Alzheimer, une nouvelle thérapie prometteuse

La revue scientifique américaine Annals of Neurology a révélé la semaine dernière les résultats d’une étude expérimentale portant sur six patients souffrant d’Alzheimer à un stade débutant. Les malades ont été traités entre 2005 et 2008 par une stimulation cérébrale, à l’aide d’une sonde introduite dans le cerveau. Ce traitement innovant a permis l’amélioration de l’état de trois des patients, ce qui laisse présager un nouvel espoir dans la thérapie de la maladie d’Alzheimer. Toutefois, ce geste invasif est risqué, il requiert donc du chirurgien des compétences pointues ainsi qu’un équipement dernière génération.

Docteur Andres Lozano de l'université de Toronto au Canada - Source de l'image : http://www.parkinson.ca/Raviver les souvenirs du malade d’Alzheimer
Le docteur Andres Lozano de l’université de Toronto au Canada a mis au point en 2003 une technique pour stimuler le cerveau des malades d’Alzheimer, s’inspirant d’essais déjà réalisés sur des patients atteints de Parkinson et de dépression. Suite à un test sur une patiente souffrant de troubles de mémoire, il s’est avéré que celle-ci avait pu non seulement recouvrer une partie de ses souvenirs, mais aussi les verbaliser de manière cohérente. Les chercheurs canadiens ont dès lors étendu les essais à une cohorte de six patients, âgées de 40 à 80, pour lesquels le diagnostic d’Alzheimer avait été posé il y a moins de deux ans.
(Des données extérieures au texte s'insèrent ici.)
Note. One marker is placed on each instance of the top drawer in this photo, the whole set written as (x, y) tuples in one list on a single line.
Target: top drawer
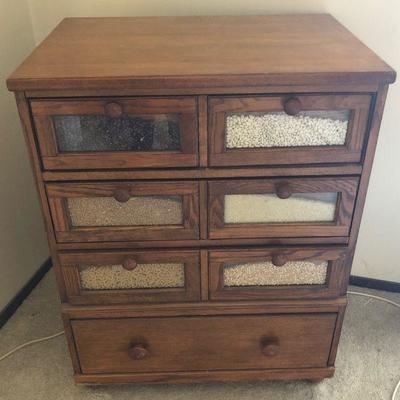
[(305, 129), (117, 133)]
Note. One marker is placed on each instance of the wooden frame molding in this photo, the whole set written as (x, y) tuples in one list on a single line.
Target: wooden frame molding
[(221, 107), (65, 232), (346, 187), (335, 284), (53, 159), (70, 263)]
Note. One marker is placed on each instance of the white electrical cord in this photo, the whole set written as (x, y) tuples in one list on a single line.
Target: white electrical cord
[(349, 292), (30, 343), (393, 303)]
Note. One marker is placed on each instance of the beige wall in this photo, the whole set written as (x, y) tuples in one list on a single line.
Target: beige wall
[(22, 241), (373, 21)]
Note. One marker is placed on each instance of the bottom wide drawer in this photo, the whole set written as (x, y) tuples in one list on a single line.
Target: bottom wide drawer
[(204, 343)]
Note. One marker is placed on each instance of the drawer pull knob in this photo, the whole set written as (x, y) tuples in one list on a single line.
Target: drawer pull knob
[(292, 106), (122, 195), (270, 348), (138, 352), (279, 260), (283, 191), (113, 110), (129, 264)]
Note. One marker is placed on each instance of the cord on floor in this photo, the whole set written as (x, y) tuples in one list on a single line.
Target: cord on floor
[(349, 292), (393, 303), (30, 343)]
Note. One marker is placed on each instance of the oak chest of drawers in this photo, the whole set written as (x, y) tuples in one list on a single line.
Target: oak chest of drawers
[(202, 180)]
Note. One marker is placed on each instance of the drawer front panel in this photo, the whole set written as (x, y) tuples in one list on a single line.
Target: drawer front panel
[(131, 277), (267, 130), (253, 274), (204, 343), (124, 211), (117, 133), (293, 207)]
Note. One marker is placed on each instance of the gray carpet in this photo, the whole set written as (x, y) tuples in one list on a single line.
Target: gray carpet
[(367, 363)]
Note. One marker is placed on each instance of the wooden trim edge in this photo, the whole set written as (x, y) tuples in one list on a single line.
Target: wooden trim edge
[(208, 376)]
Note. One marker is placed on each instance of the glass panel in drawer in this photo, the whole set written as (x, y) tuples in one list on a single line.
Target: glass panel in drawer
[(143, 276), (278, 129), (94, 133), (269, 208), (265, 273), (140, 210)]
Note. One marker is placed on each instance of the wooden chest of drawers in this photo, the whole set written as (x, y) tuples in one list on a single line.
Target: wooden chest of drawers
[(202, 180)]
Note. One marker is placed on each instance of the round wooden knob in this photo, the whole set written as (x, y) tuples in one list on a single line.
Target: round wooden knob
[(283, 190), (270, 348), (292, 106), (122, 195), (279, 260), (129, 264), (113, 110), (138, 351)]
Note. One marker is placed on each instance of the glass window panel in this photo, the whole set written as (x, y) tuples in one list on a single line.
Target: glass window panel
[(266, 274), (144, 276), (308, 128), (269, 208), (141, 210), (76, 133)]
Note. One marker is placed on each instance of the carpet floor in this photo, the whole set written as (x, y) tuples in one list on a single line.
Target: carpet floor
[(368, 361)]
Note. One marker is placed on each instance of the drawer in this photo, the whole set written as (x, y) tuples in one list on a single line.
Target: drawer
[(259, 274), (95, 212), (131, 277), (203, 343), (293, 207), (304, 129), (117, 133)]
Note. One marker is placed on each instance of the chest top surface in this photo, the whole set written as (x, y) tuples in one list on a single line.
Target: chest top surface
[(276, 49)]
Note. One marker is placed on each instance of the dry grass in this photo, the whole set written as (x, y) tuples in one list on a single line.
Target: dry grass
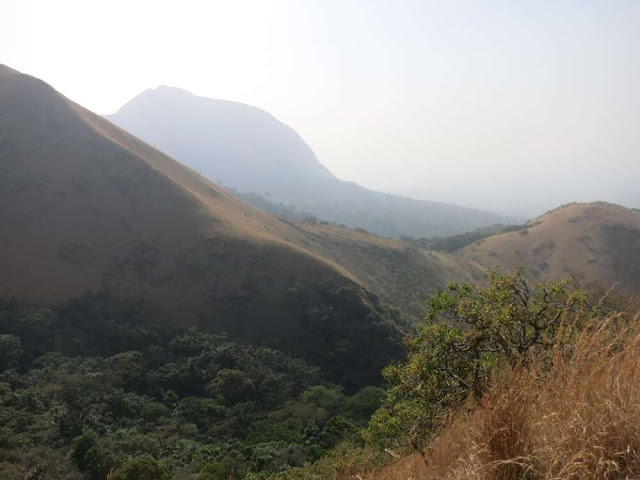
[(594, 240), (580, 421)]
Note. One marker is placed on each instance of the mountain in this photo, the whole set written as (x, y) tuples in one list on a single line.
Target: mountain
[(597, 241), (246, 148), (88, 207)]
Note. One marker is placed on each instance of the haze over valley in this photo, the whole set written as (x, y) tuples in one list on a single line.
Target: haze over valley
[(372, 240)]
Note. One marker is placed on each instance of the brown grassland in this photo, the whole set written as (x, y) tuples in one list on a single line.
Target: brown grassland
[(580, 419)]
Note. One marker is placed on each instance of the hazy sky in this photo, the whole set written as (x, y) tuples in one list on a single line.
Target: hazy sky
[(511, 105)]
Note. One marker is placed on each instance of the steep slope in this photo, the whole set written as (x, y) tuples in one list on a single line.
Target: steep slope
[(245, 148), (598, 241), (88, 207)]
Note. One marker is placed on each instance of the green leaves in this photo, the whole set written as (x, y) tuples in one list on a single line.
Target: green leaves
[(469, 333)]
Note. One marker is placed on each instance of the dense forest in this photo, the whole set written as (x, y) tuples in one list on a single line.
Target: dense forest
[(91, 389)]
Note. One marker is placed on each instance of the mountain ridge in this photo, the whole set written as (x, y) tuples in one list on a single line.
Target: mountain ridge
[(196, 131)]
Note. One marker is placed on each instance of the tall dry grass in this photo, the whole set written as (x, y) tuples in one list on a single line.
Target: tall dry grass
[(578, 419)]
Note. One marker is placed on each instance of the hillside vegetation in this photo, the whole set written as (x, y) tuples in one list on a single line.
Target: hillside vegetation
[(92, 388), (578, 420), (597, 241), (88, 207)]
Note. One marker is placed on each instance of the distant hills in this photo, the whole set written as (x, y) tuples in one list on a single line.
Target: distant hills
[(88, 207), (246, 148), (599, 242)]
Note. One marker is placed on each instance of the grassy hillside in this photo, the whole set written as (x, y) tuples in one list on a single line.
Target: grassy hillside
[(599, 242), (246, 148), (88, 207)]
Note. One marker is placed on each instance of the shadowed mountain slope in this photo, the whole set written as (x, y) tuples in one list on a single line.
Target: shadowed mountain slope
[(246, 148), (597, 241), (88, 207)]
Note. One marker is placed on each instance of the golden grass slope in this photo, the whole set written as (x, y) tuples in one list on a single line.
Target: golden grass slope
[(87, 207), (581, 420), (599, 242)]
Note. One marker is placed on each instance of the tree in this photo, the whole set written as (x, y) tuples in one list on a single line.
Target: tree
[(143, 468), (10, 351), (469, 332)]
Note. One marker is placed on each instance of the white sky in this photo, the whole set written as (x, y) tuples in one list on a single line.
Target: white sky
[(513, 105)]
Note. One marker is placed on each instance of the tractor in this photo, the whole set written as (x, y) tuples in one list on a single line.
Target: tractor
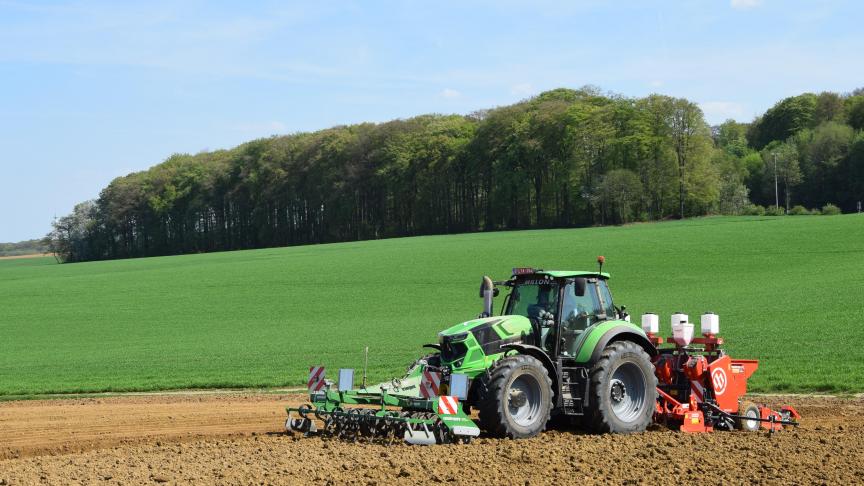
[(559, 347), (559, 350)]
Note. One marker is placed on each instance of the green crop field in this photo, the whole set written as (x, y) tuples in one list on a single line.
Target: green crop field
[(789, 291)]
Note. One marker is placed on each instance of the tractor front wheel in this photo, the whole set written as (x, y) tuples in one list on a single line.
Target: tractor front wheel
[(515, 398), (623, 390)]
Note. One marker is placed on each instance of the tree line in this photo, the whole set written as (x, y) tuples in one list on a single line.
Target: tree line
[(26, 247), (564, 158)]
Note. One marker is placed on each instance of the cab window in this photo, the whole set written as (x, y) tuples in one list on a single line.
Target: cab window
[(607, 300), (579, 311)]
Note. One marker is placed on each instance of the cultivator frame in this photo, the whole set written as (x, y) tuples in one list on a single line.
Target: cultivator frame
[(383, 417)]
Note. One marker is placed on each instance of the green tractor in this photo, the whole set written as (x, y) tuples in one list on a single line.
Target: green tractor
[(559, 349)]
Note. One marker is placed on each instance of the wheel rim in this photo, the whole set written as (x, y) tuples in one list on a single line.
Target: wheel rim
[(627, 392), (523, 401)]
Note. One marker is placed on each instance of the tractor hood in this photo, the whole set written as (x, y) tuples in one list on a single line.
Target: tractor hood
[(506, 326), (467, 347)]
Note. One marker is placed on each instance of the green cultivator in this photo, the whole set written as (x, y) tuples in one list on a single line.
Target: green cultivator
[(383, 417)]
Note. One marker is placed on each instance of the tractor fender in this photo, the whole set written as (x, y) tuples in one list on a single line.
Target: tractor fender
[(541, 355), (622, 333)]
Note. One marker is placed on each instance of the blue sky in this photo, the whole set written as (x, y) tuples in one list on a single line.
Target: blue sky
[(90, 91)]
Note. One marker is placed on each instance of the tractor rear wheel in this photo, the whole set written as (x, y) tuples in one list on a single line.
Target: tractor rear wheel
[(515, 398), (623, 390)]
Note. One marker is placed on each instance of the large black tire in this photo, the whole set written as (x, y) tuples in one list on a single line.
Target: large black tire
[(515, 398), (623, 390), (748, 409)]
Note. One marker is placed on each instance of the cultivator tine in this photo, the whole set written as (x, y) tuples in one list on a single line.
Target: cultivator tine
[(420, 436)]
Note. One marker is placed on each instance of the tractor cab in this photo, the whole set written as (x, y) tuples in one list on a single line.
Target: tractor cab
[(559, 303)]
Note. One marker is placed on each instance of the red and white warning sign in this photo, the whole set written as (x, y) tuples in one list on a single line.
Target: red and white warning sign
[(430, 382), (448, 405), (316, 379), (718, 379)]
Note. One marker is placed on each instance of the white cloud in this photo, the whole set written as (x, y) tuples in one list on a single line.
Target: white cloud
[(261, 129), (745, 4), (522, 89), (720, 111)]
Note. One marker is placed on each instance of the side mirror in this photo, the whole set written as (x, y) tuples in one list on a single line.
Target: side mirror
[(580, 284)]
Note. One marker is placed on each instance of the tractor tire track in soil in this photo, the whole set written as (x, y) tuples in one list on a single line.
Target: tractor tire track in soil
[(238, 439)]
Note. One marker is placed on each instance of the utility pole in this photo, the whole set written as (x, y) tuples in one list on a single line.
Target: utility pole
[(776, 192)]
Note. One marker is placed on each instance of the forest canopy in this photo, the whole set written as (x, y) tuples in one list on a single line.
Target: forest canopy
[(564, 158)]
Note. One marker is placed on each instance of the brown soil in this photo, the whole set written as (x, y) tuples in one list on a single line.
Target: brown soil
[(238, 439)]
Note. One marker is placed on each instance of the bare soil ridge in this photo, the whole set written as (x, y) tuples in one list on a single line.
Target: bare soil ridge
[(238, 439)]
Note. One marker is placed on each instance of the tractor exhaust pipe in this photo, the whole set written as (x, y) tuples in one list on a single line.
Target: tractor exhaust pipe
[(487, 292)]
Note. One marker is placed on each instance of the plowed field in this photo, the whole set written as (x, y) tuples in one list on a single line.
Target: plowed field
[(238, 439)]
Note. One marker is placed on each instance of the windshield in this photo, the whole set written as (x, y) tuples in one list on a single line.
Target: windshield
[(528, 299)]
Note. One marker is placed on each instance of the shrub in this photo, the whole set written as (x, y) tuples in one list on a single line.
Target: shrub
[(753, 210), (774, 211), (830, 210)]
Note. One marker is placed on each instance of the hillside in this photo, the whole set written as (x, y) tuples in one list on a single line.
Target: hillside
[(788, 291)]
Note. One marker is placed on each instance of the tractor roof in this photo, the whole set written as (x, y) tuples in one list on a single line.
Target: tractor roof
[(559, 273)]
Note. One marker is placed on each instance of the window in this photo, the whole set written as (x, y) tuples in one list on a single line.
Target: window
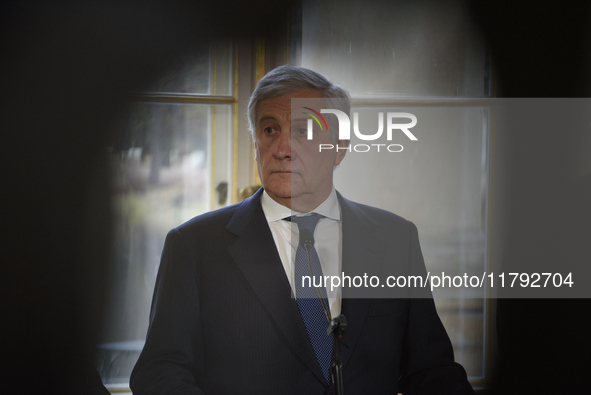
[(175, 156)]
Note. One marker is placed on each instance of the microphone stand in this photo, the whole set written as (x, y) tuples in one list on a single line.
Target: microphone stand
[(336, 326)]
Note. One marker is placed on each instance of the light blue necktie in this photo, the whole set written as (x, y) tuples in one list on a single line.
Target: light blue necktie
[(307, 297)]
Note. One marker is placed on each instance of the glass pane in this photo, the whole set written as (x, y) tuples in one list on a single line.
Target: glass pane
[(206, 70), (163, 162), (395, 48), (439, 182)]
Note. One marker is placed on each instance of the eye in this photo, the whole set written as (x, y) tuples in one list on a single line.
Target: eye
[(269, 130)]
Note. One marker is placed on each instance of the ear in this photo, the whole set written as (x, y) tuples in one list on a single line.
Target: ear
[(342, 144)]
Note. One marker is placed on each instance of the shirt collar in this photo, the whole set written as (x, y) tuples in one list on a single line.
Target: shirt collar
[(275, 212)]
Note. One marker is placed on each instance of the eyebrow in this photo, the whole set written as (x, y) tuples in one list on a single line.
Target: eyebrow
[(265, 117)]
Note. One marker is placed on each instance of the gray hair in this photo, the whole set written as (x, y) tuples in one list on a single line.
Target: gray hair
[(287, 79)]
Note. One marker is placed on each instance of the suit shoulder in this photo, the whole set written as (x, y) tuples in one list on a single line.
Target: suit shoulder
[(210, 222)]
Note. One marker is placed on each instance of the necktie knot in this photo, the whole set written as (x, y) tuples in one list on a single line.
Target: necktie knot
[(308, 222)]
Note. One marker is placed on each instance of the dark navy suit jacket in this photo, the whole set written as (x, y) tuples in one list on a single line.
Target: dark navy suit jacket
[(223, 320)]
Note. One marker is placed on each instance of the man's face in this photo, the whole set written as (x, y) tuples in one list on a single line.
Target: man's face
[(292, 170)]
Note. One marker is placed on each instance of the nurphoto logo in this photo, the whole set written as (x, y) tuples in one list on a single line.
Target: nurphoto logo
[(392, 124)]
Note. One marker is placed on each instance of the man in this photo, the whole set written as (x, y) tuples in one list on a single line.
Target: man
[(224, 317)]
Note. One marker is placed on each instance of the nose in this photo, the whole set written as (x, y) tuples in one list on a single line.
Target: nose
[(283, 146)]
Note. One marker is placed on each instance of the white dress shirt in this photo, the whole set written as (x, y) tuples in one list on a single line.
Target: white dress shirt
[(327, 240)]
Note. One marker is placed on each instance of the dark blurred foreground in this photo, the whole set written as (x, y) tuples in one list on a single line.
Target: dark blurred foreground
[(66, 70)]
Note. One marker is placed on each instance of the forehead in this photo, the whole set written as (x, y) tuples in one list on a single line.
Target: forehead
[(279, 107)]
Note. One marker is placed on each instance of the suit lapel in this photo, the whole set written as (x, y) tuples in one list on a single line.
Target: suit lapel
[(256, 255), (361, 254)]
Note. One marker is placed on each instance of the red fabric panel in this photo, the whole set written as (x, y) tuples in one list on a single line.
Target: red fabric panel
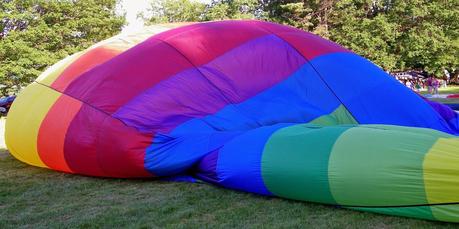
[(308, 44), (212, 39), (85, 62), (121, 150), (51, 136), (80, 143), (112, 84), (99, 145)]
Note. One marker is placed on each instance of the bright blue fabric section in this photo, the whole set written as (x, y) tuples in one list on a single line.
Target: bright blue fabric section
[(169, 155), (374, 97), (300, 98), (239, 161)]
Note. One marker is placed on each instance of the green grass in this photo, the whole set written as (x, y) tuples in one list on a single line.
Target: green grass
[(32, 197), (448, 90)]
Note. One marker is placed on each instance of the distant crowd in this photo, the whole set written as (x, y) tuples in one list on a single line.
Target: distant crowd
[(430, 84)]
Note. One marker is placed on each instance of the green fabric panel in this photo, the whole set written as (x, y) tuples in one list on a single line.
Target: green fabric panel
[(448, 213), (339, 116), (380, 166), (422, 212), (295, 162)]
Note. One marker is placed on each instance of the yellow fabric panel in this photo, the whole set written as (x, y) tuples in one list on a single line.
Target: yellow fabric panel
[(21, 131), (441, 177), (51, 74)]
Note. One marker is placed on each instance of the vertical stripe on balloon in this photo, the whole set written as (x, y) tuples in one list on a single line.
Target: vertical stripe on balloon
[(24, 120), (53, 130), (441, 178)]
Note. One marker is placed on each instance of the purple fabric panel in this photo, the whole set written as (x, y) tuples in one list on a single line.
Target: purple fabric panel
[(231, 78), (112, 84)]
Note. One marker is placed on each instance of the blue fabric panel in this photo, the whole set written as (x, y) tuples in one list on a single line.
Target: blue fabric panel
[(374, 97), (299, 99), (239, 161)]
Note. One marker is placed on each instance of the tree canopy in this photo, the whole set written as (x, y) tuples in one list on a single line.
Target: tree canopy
[(396, 35), (35, 34)]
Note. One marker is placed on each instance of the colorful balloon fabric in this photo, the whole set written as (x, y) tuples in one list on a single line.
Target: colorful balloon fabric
[(248, 105)]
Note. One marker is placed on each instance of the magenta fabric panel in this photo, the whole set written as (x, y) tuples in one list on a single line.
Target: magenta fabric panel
[(121, 150), (111, 85), (81, 141), (193, 93), (308, 44), (114, 83), (212, 39)]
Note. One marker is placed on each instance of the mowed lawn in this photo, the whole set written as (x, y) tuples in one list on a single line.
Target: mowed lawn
[(39, 198)]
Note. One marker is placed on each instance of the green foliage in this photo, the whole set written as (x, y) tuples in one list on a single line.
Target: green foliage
[(396, 35), (167, 11), (37, 33), (164, 11)]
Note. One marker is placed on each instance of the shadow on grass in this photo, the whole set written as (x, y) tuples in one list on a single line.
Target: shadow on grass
[(35, 197)]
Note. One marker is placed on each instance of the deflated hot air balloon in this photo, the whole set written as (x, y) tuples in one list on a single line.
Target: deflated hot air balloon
[(248, 105)]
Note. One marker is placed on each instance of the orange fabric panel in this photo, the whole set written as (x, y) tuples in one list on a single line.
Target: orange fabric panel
[(51, 136), (84, 63)]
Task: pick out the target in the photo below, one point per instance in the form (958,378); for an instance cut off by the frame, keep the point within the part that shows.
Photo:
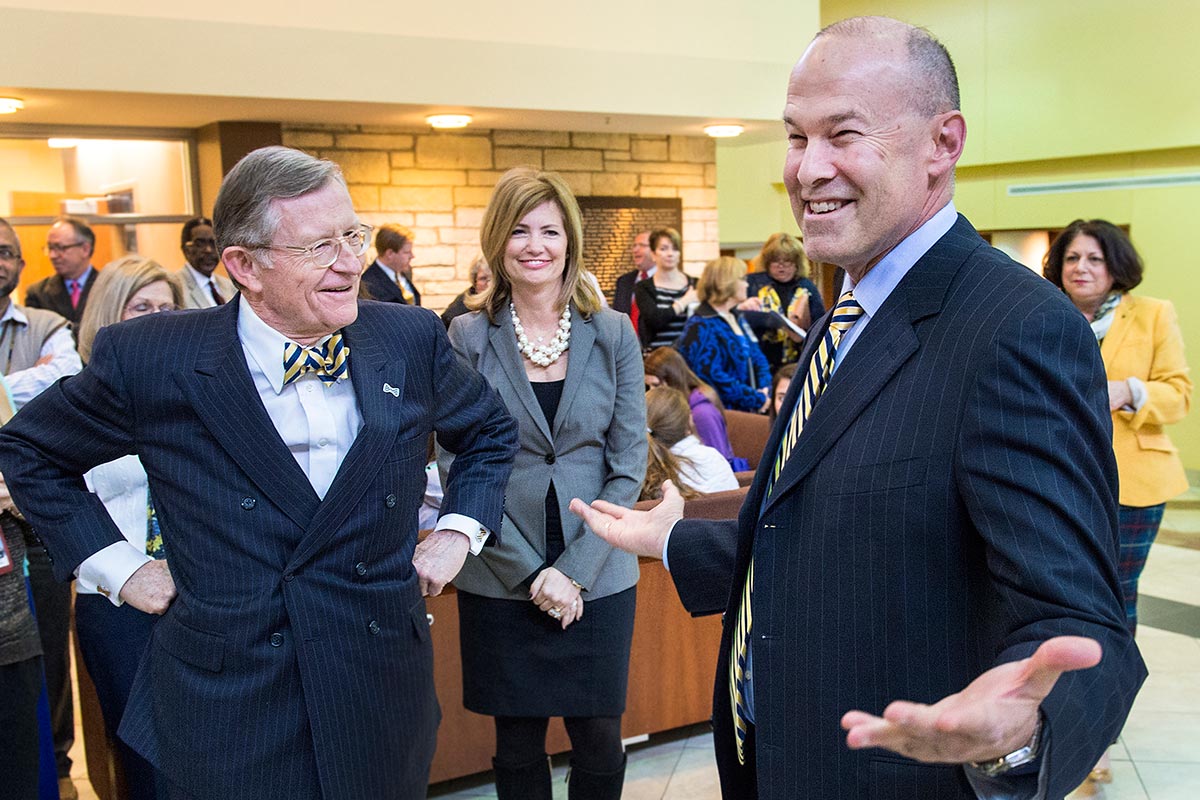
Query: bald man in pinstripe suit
(934,559)
(285,438)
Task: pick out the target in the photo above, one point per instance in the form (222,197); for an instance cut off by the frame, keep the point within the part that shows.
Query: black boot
(526,782)
(583,785)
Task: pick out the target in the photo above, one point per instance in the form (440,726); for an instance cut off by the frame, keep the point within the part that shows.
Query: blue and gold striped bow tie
(330,361)
(845,314)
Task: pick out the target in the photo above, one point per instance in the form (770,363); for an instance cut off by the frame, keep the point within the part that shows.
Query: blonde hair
(115,284)
(519,192)
(667,421)
(719,281)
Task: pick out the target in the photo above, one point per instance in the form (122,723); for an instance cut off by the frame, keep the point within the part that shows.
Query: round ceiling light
(444,121)
(724,131)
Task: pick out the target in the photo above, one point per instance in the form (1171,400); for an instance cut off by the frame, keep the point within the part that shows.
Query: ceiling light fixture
(444,121)
(724,131)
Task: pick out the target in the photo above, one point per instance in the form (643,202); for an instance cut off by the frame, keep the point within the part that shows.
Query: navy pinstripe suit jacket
(951,504)
(295,661)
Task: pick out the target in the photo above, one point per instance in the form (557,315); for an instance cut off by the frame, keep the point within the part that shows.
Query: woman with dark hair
(676,455)
(784,287)
(664,299)
(719,346)
(569,371)
(1096,264)
(666,367)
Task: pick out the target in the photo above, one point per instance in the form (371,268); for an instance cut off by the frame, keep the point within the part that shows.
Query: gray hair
(244,215)
(936,82)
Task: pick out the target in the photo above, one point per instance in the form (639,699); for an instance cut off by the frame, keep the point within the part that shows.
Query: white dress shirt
(317,423)
(27,384)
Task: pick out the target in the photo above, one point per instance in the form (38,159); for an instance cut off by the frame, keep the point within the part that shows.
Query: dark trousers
(113,639)
(52,602)
(22,685)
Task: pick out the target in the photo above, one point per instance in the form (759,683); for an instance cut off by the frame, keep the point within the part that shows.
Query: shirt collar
(15,313)
(263,343)
(882,278)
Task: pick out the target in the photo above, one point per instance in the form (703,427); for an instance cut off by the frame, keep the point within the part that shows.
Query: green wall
(1053,91)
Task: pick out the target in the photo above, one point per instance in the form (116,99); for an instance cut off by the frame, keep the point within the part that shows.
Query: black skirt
(519,661)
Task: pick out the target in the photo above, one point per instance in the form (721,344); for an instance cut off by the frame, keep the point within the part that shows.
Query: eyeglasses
(323,254)
(58,250)
(144,307)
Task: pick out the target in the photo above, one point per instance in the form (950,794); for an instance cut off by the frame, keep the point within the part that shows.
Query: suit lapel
(583,336)
(225,398)
(505,346)
(370,370)
(887,343)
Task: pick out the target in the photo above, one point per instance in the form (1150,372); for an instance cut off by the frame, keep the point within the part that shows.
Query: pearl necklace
(544,354)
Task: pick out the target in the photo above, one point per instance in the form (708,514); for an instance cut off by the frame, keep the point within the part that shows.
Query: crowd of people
(257,468)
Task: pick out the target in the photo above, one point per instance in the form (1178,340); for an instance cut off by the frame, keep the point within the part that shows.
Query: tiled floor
(1158,756)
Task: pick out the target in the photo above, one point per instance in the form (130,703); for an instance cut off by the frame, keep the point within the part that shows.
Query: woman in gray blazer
(570,372)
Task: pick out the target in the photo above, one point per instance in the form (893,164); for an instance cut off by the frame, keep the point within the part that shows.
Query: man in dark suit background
(643,266)
(285,438)
(390,277)
(947,515)
(70,244)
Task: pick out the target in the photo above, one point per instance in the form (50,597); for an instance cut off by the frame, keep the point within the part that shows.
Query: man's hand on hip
(150,589)
(439,558)
(989,719)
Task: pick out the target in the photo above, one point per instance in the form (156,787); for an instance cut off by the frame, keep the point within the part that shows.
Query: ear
(243,268)
(949,138)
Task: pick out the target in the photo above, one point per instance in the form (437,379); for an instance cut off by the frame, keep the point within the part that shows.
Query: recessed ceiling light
(443,121)
(724,131)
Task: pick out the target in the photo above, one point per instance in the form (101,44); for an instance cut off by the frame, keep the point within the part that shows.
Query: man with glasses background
(203,288)
(36,349)
(285,451)
(70,245)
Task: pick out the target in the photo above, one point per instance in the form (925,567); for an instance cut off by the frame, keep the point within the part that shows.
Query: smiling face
(535,254)
(1085,274)
(297,299)
(863,168)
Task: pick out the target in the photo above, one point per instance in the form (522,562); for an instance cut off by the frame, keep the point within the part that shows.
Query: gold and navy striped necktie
(845,314)
(329,361)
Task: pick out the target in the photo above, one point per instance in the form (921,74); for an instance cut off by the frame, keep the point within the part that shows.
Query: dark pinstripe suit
(295,661)
(951,504)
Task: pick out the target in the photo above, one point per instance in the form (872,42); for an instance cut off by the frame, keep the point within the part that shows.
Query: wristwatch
(1019,757)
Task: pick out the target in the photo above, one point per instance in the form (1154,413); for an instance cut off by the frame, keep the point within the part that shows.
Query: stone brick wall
(438,184)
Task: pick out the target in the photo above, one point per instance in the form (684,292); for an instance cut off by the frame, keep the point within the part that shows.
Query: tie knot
(329,361)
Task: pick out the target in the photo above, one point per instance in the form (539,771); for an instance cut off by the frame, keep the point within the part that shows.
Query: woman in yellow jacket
(1096,264)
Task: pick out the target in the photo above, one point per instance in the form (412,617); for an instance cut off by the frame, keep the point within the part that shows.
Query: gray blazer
(597,449)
Ces patients avaient pour particularité d’avoir bénéficié d’autres traitements auparavant, sans résultats.

Une intervention lourde pour le malade d’Alzheimer
Le protocole de l’intervention comporte plusieurs étapes. Tout d’abord, les patients doivent se soumettre à un examen d’imagerie à résonance magnétique nucléaire, qui a pour but de repérer les zones du cerveau endommagées par Alzheimer. Ensuite, des électrodes de stimulation sont placées dans le cerveau en fonction des régions lésées. Les électrodes sont activées alors que le patient est éveillé, afin de détecter d’éventuels effets secondaires risquant d’endommager d’autres fonctions. Une fois tout danger écarté, le patient est placé sous anesthésie générale, avec un générateur sous la poitrine, afin de poursuivre la stimulation.
Six mois à un an après l’intervention, l’équipe scientifique a noté que trois des patients avaient récupéré une partie de leurs capacités cognitives, sans souffrir de quelconques complications.
Ces résultats prometteurs devront être prochainement confirmés par une étude supplémentaire, en comparant les effets de la technique avec un placebo.